5 thoughts on “Common practice

  1. Thanks for reading the post Eoin, and for linking to it. It’s heartening to know that I’m not alone in feeling this sense of ambivalence.

    Love the story about the six-year-old too – gas!

    V x

  2. I thought people declined to sit in the front row in order to avoid shaking hands with the priest! Brings back memories of my granny bringing me right up to the front at mass “to shake hands with the cardinal”. At the time I remember thinking, embarrassed as fuck, why does this woman think it a privilege to shake hands with the cardinal? It only sank in years later that the point of the exercise was to show that it should be not be a privilege at all and that the cardinal should be seen as just the same as anyone else… Incidentally, what we had was the penny aisle and the poor aisle: the wealthy, the privileged and the landed sat in the penny (i.e. for the collection) aisle where the basket was passed round. My granny steadfastly refused to ever sit in the penny aisle, even when that distinction had been long forgotten by most, lest people think she was recognising the penny aisle’s legitimacy by doing so. I am sure she was aware of the contradiction, but knowing her I assume she saw it as a contradiction worth hanging onto.

  3. @Vickie: not at all. Glad to have read it. You’re definitely not alone in this. If the institutional Church ran courses for those with doubts who could openly question the teachings of the Church, we’d be in a much better place. But then that may not be a church at all.

    @Hugh: a few people I know recall individual family’s weekly contributions being read from the altar. As a means of surveillance and social control, it’s something that Brian Lenihan might adopt as his own. As for contradictions: isn’t it only in the contradictions that things get challenged?
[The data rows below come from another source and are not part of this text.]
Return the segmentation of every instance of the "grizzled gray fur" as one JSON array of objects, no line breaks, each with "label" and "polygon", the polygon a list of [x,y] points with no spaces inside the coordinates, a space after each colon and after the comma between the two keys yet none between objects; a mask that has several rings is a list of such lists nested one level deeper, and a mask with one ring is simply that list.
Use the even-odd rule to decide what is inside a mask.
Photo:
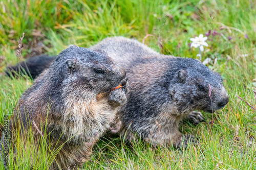
[{"label": "grizzled gray fur", "polygon": [[194,139],[179,131],[181,120],[188,116],[202,120],[195,110],[211,113],[228,102],[221,76],[198,60],[160,55],[122,37],[106,38],[91,48],[105,51],[125,69],[130,91],[112,131],[120,130],[123,135],[127,131],[128,139],[136,133],[153,144],[179,148],[184,141],[186,145]]},{"label": "grizzled gray fur", "polygon": [[212,112],[228,103],[221,77],[198,60],[161,55],[122,37],[106,38],[91,48],[104,51],[126,72],[127,102],[112,131],[127,132],[127,139],[137,134],[153,144],[185,147],[194,137],[179,131],[180,122],[188,118],[199,123],[204,118],[195,110]]},{"label": "grizzled gray fur", "polygon": [[30,127],[36,145],[41,136],[37,127],[47,132],[51,152],[62,146],[49,169],[80,166],[126,101],[126,87],[111,90],[125,77],[124,69],[106,54],[70,45],[21,96],[9,124],[12,140],[22,122],[24,148]]}]

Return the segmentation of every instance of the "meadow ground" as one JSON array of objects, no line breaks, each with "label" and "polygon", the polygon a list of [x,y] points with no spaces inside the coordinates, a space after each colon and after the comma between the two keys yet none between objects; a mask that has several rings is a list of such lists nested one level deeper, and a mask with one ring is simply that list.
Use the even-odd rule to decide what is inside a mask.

  4. An aside on an aside: As someone who wasn’t raised in it, one of the weirdest phenomenon I have encountered since getting involved with the Presbies is how incapable they are of sitting in the front of a room. They always fill from the back, with a regimented order that is repeated in every freaking setting.

    1. Thanks for the ecumenical verification. Good to know that the classism extends to our Presbie brothers and sisters as well then.